Appreciation & Home Price Indices
Winter is usually a weak period for housing which explains why we now see about half the cities with falling prices on a month-to-month basis; compared to last summer which saw 20 out of 20 with prices last summer. The better annual price changes point to seasonal weakness rather than a reversal in the housing market. Further evidence that the weakness is seasonal is seen in the seasonally adjusted figures: only New York saw prices fall on a seasonally adjusted basis.
Regional patterns are shifting as well. The Southwest - Las Vegas and Phoenix - are staging a strong comeback;With the Southeast - Miami and Tampa close behind. The sun-belt, which bore the brunt of the housing collapse, is back in a leadership position. California is also doing well while the northeast and industrial Midwest is lagging somewhat.Housing is clearly recovering. Prices are rising as are both new and existing home sales. New Home sales were the highest since June 2010. These figures confirm that housing is contributing to economic growth.

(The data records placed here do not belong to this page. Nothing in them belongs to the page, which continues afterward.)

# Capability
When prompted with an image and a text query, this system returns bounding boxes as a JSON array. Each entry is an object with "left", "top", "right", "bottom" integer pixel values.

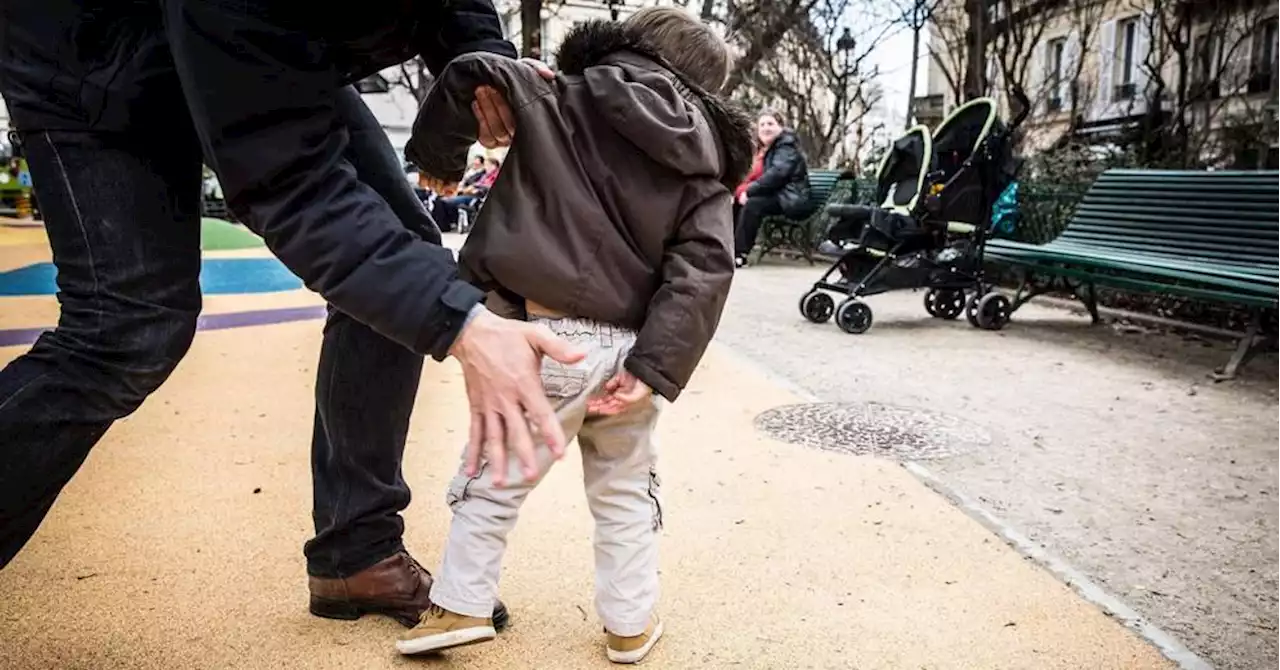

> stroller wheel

[
  {"left": 835, "top": 299, "right": 873, "bottom": 334},
  {"left": 975, "top": 292, "right": 1012, "bottom": 330},
  {"left": 965, "top": 292, "right": 983, "bottom": 327},
  {"left": 924, "top": 288, "right": 965, "bottom": 320},
  {"left": 799, "top": 291, "right": 835, "bottom": 324}
]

According to economists at Core Logic as we close out 2012 the pending index suggests prices will remain strong. Given that the recently released Qualified Mortgage rules issued by the Consumer Financial Protection Bureau are not expected to significantly restrict credit availability, the gains made in 2012 will likely be sustained into 2013. For the first time in almost six years, most U.S. markets experienced sustained increases in home prices in 2012. With a long way still to go to return to 2005-2006 levels, all signals currently point to a progressive stabilization of the housing market and the positive trend in home price appreciation.

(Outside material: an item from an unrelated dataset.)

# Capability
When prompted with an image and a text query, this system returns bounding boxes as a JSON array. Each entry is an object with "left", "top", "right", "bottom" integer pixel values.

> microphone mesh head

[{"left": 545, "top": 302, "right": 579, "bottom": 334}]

The National Association of Realtors also believes momentum is continuing to build in the housing market. NAR economists say pent-up demand is sustaining the market. Record low mortgage interest rates clearly are helping many home buyers. Still, tight inventory and restrictive mortgage underwriting are limiting sales. Buyers who stayed on the sidelines during the recession are starting to enter the as their financial ability and confidence steadily grow.
Likely job creation and household formation will continue to fuel growth leading to both sales and prices posting gains in 2013. Although mortgage interest rates should gradually rise as the year progresses, they’re expected to stay below 4 percent during the first half of 2012, meaning qualified buyers generally can stay well within their means.
The most broadly based index, the US Federal Housing Finance Agency’s House Price, also reports signifcant upward movement of single-family house prices. The FHFA HPI is based on 6,000,000 same home sales and reports U.S. house prices rose 0.6% in the latest month-over-month measure. For the most recent 12-month period prices reportedly rose 5.6% on a year over year basis.
The FHFA Home Price Index is still 15.2% below its April 2007 peak and is roughly the same as the August 2004 index level. National home prices have not declined on a monthly basis since January 2012, representing 10-consecutive months of increase and demonstrating a strong base of stability from to build sustained recovery.